Subject: E;lectronic Books
Posted By: Peter Goulding
Date: February 09, 1999 at 14:16:51
This discussion could benefit from broadening the scope: laptops and textbooks aren’t all that’s at issue here. All of communications technology will impact on education.
As a person who comes from the traditions of print, I have difficulty working with more than two or three screens on a monitor. The relationship between me and a monitor screen doesn’t provide what I need in order to interact with text – tactile and physical elements are missing. This is despite the fact that I have spent over a decade, in an educational setting, working with computers all day long. Perhaps paradoxically, I find writing with computers totally liberating; the missing elements are there for reading.
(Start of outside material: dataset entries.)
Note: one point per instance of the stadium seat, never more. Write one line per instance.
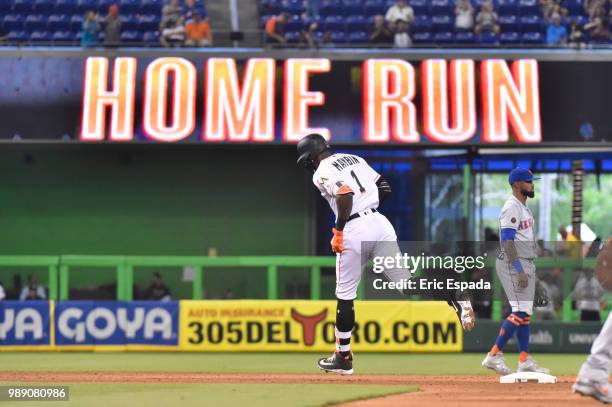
(422, 23)
(488, 38)
(131, 37)
(531, 23)
(442, 23)
(65, 7)
(63, 36)
(529, 7)
(358, 37)
(35, 22)
(44, 6)
(58, 22)
(532, 38)
(356, 23)
(149, 22)
(509, 23)
(334, 23)
(13, 22)
(422, 38)
(509, 38)
(465, 37)
(40, 36)
(338, 37)
(445, 37)
(374, 7)
(506, 7)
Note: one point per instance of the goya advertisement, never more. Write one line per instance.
(284, 326)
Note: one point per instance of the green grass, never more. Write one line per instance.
(365, 363)
(184, 395)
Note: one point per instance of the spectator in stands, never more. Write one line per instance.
(112, 27)
(197, 32)
(173, 34)
(275, 29)
(486, 20)
(464, 15)
(556, 33)
(91, 28)
(588, 294)
(32, 291)
(597, 30)
(170, 12)
(576, 36)
(400, 11)
(401, 39)
(380, 33)
(158, 291)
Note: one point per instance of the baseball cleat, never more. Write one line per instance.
(531, 366)
(497, 363)
(599, 391)
(337, 363)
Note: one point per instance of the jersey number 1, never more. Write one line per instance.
(361, 188)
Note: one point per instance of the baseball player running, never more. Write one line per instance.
(593, 378)
(353, 190)
(515, 268)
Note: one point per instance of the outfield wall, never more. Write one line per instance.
(257, 326)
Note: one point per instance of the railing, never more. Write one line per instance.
(59, 272)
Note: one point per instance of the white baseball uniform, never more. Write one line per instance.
(346, 173)
(516, 215)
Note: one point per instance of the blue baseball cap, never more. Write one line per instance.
(521, 174)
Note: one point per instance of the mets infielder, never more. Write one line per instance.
(516, 271)
(353, 190)
(593, 378)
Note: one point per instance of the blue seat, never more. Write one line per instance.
(155, 6)
(529, 7)
(131, 36)
(488, 38)
(509, 38)
(40, 36)
(420, 7)
(35, 22)
(465, 37)
(148, 22)
(129, 6)
(531, 23)
(506, 7)
(44, 6)
(358, 37)
(13, 22)
(17, 36)
(445, 37)
(422, 38)
(441, 7)
(422, 23)
(23, 6)
(150, 37)
(76, 22)
(58, 22)
(374, 7)
(65, 7)
(509, 23)
(356, 23)
(338, 37)
(532, 38)
(63, 36)
(334, 23)
(130, 23)
(442, 23)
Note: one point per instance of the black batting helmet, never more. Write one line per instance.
(309, 148)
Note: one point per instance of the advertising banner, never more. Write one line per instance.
(285, 326)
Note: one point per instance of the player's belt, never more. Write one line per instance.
(357, 214)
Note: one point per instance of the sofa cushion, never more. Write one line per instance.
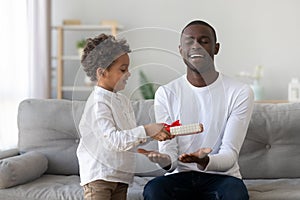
(271, 148)
(22, 169)
(47, 187)
(50, 127)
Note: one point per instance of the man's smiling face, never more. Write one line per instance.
(198, 47)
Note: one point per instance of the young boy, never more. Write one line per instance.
(108, 127)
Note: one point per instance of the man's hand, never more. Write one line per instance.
(157, 132)
(163, 160)
(200, 157)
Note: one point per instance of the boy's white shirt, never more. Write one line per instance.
(224, 108)
(108, 131)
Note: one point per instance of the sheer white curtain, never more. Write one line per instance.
(23, 63)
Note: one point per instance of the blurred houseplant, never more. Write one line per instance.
(255, 81)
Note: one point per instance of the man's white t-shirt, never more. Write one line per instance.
(223, 107)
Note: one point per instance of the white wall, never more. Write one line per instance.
(251, 33)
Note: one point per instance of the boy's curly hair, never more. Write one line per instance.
(102, 51)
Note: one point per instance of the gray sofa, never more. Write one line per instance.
(45, 165)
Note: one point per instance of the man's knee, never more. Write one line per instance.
(235, 190)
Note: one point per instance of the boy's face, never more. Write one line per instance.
(114, 78)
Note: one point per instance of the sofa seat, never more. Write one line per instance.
(274, 189)
(47, 187)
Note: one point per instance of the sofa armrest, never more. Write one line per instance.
(22, 168)
(9, 153)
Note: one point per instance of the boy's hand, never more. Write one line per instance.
(200, 157)
(163, 160)
(157, 131)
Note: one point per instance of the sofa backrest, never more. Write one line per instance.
(270, 150)
(50, 127)
(272, 145)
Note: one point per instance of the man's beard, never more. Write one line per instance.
(201, 67)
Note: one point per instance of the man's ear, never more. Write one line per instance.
(217, 47)
(180, 50)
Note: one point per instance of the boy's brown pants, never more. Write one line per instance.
(105, 190)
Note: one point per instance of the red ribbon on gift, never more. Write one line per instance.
(176, 123)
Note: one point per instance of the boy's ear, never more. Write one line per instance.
(100, 72)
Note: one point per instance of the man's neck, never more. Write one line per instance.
(202, 79)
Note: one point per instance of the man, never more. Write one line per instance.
(207, 162)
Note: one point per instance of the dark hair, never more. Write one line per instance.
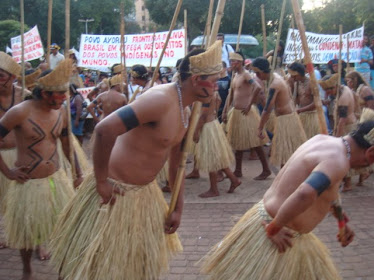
(358, 134)
(37, 91)
(184, 66)
(261, 63)
(141, 71)
(298, 67)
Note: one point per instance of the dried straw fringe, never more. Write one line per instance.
(32, 209)
(213, 152)
(310, 123)
(246, 253)
(288, 136)
(9, 157)
(242, 130)
(124, 241)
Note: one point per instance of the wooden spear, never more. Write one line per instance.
(240, 26)
(194, 117)
(264, 41)
(22, 11)
(49, 30)
(185, 33)
(176, 13)
(309, 66)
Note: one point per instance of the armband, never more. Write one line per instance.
(318, 181)
(128, 117)
(342, 111)
(3, 131)
(64, 132)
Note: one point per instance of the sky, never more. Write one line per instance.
(310, 4)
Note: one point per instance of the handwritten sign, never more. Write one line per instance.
(32, 45)
(323, 47)
(105, 50)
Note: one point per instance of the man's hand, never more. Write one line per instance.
(172, 222)
(108, 192)
(78, 181)
(19, 174)
(246, 110)
(347, 238)
(282, 238)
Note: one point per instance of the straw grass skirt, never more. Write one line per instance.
(9, 157)
(32, 209)
(246, 253)
(242, 130)
(288, 136)
(310, 123)
(124, 241)
(213, 152)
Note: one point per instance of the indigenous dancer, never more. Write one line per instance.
(273, 240)
(344, 116)
(303, 97)
(129, 236)
(212, 151)
(288, 132)
(110, 100)
(244, 120)
(42, 188)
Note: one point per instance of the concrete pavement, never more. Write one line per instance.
(206, 221)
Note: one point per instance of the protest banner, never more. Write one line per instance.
(104, 50)
(323, 47)
(33, 45)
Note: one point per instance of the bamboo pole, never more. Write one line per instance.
(240, 25)
(22, 11)
(194, 117)
(309, 66)
(185, 32)
(122, 30)
(176, 13)
(49, 30)
(153, 44)
(264, 41)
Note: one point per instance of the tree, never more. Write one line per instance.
(8, 29)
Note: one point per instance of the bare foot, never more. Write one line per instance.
(234, 185)
(193, 175)
(262, 176)
(209, 194)
(166, 189)
(238, 173)
(43, 253)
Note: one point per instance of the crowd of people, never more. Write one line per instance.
(111, 222)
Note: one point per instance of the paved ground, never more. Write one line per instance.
(206, 221)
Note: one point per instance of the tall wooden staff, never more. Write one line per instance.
(194, 117)
(49, 30)
(264, 41)
(185, 33)
(123, 60)
(176, 13)
(240, 26)
(309, 66)
(22, 11)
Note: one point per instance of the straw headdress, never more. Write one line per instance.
(116, 80)
(235, 56)
(208, 62)
(331, 82)
(58, 79)
(8, 64)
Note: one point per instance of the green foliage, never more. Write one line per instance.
(106, 14)
(351, 14)
(8, 29)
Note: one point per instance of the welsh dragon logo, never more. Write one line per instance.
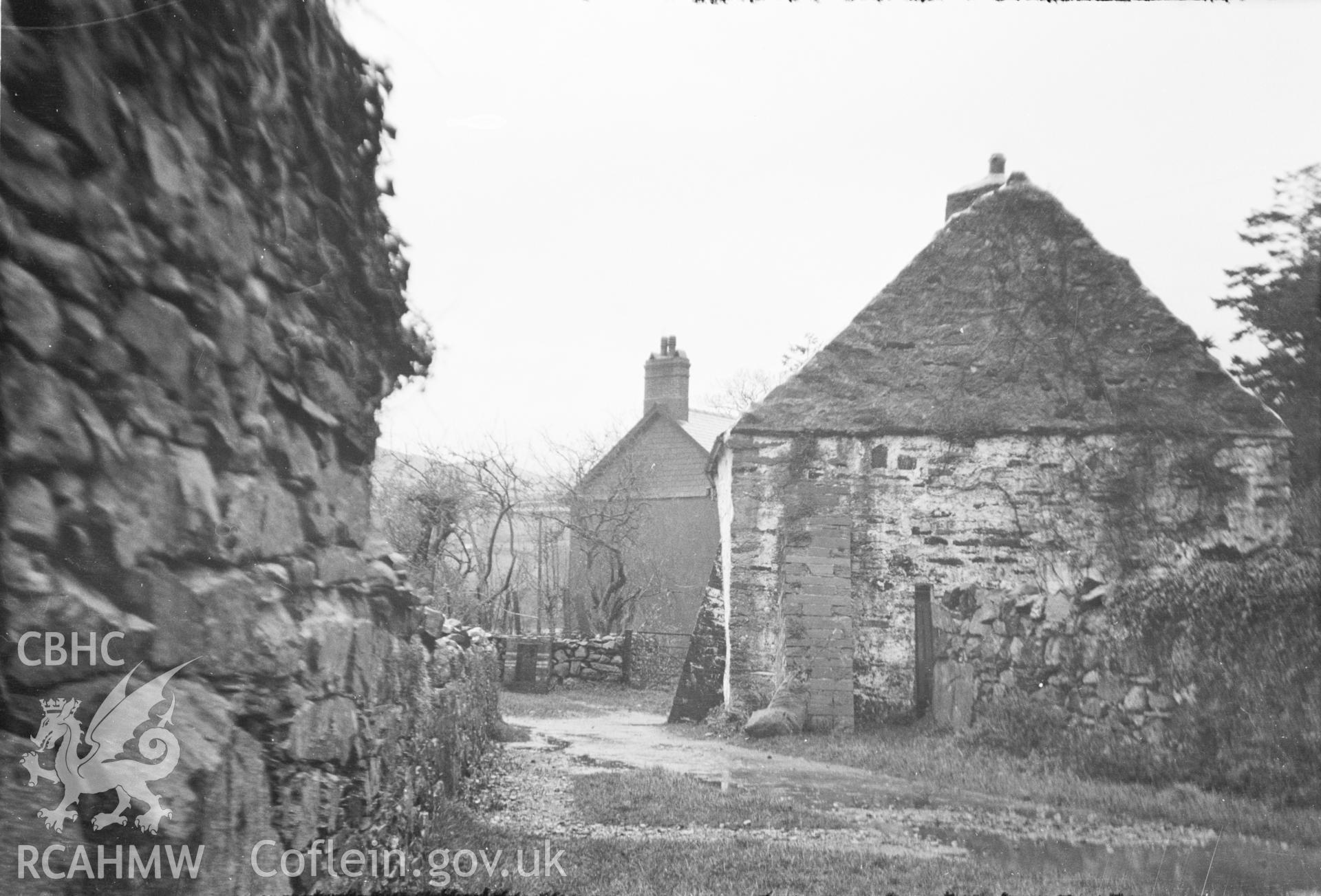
(103, 767)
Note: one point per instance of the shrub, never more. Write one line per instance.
(1243, 637)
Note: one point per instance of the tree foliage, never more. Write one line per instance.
(604, 512)
(1279, 303)
(462, 519)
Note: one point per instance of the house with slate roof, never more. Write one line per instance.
(654, 479)
(1013, 412)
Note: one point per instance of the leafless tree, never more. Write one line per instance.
(603, 510)
(455, 512)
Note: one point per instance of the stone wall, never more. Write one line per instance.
(700, 686)
(992, 644)
(202, 309)
(1006, 512)
(591, 659)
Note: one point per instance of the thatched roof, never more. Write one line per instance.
(1013, 320)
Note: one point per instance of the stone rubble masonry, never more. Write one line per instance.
(201, 310)
(1058, 648)
(833, 534)
(638, 659)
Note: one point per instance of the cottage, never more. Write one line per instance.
(1015, 412)
(645, 523)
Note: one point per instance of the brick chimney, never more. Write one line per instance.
(667, 382)
(966, 195)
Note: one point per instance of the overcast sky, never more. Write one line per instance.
(577, 179)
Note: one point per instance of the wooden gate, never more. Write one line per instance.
(925, 651)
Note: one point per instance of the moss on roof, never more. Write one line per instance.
(1013, 320)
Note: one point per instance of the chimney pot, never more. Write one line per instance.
(666, 383)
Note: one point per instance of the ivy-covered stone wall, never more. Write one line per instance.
(1008, 514)
(202, 309)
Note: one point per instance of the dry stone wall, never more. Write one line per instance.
(591, 659)
(201, 307)
(1064, 651)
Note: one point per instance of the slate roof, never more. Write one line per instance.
(1013, 320)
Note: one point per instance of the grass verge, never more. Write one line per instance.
(947, 765)
(596, 866)
(660, 798)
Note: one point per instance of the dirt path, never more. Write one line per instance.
(891, 816)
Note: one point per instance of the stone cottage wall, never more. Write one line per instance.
(991, 644)
(201, 307)
(1056, 514)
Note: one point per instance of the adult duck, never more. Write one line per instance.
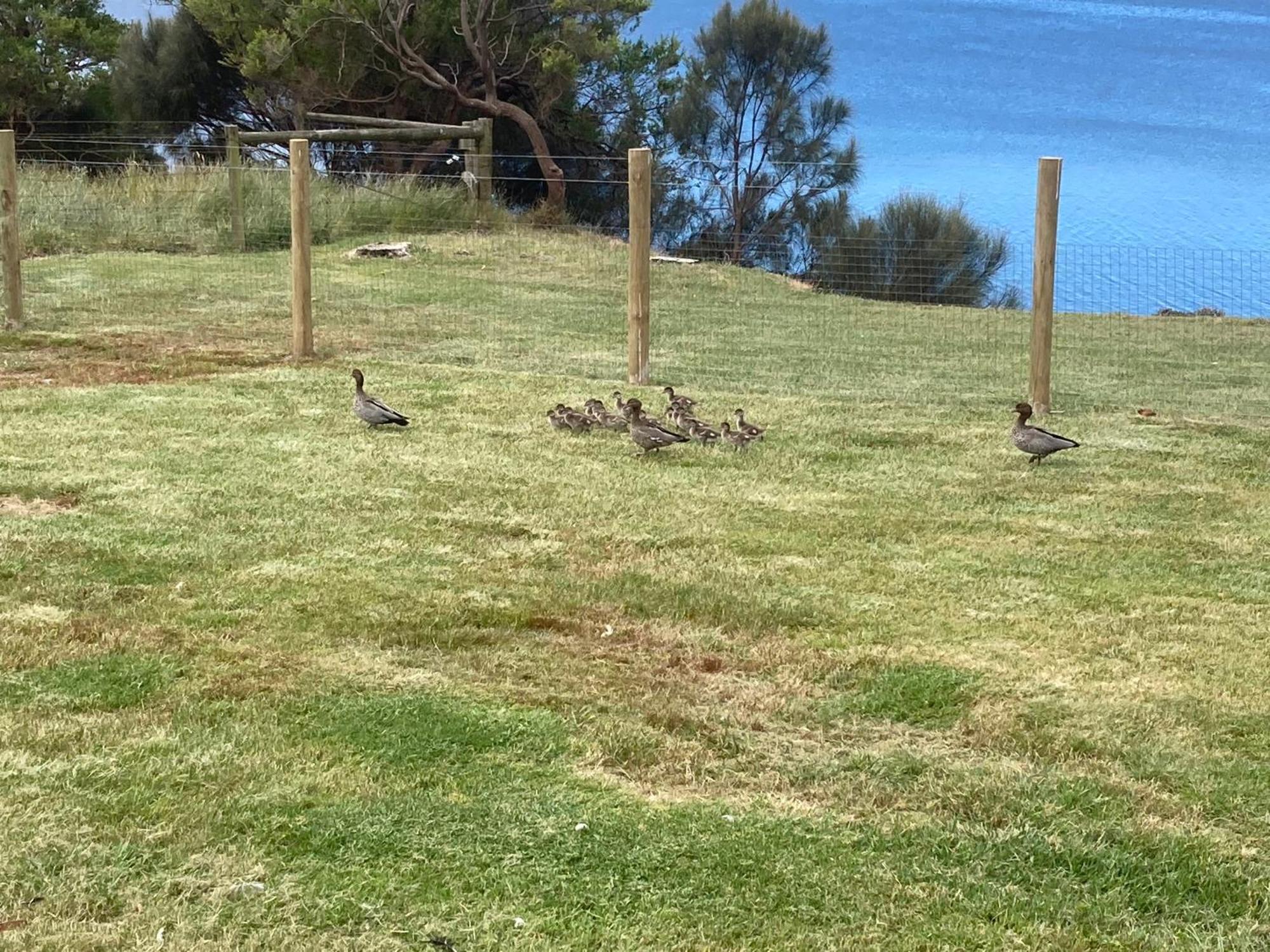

For me, the problems center around reading (textbooks) as a thinking process. I want to be able to make marginal notes, to highlight, to draw lines between ideas as I reflect. All of these involve a pencil or pencil-like object in my hand. Other people include arguments for the aesthetics of cloth and paper, smell and so on.
It seems to me that some of the factors that argue against electronic texts are addressed by design elements in the new hand-held electronic books. The promises of this technology provide students with:
* search functions, dictionaries and regular updates of time-sensitive materials
* audio capabilities – which could prove a boon to students with low literacy and other learning challenges
* a stylus to make notes, highlight and draw
* an electronic note pad for copying passages I want to include in writing
* a memory large enough to hold many texts
* portability (and a much lighter, manageable backpack)
* the ability to change screen lighting and font size – for extreme reading conditions and persons with vision problems
* easy electronic addition and deletion of textbooks
* cost savings over paper textbooks
* a reasonable, one-time hardware cost – a few hundred dollars at this time.
This technology has implications for all education. However, for a look at e-books and K-12 go to: http://www.eschoolnews.com/-archive/1998090702.html
I think decision makers need to be aware of this emerging technology and I think a discussion around it would be useful here.